Aid enters besieged central Syria town: Red Cross

© AFP/File | The central Syrian town of Talbisseh in the Homs province has been under rebel control since 2012 and is home to some 60,000 people, half of them displaced by fighting
BEIRUT (AFP) -  An aid convoy for besieged civilians entered a rebel-held town in central Syria on Wednesday for the first time in a year, the Red Cross said.
In the third such aid operation in Homs province this week, the Red Crescent and International Committee of the Red Cross was delivering food parcels to 12,000 families in and around Talbisseh, ICRC spokesman Pawel Krzysiek said.
The 35 trucks will also ferry in medicines, delivery kits for pregnant women and equipment to fix water boreholes and pumping stations, he said.

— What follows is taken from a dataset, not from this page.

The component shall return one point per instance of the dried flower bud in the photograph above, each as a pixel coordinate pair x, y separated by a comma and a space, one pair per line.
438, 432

The delivery to the area besieged by government forces is the ICRC's first in three years and the Red Crescent's first in a year.
Talbisseh and surrounding areas -- controlled by rebels since 2012 -- are home to 60,000 people, half of them displaced by fighting.
Another 14 trucks are expected to reach the area in coming days, Krzysiek said.
The delivery follows two relief operations to the nearby town of Rastan, including a convoy last Thursday that ferried the largest aid consignment to date in war-torn Syria.
More than four million people live in besieged or hard-to-reach areas in Syria with little or no access to food or medicines.
Syria's conflict erupted in March 2011 with anti-government protests but has spiralled into a complex war that has killed more than 270,000 and displaced millions.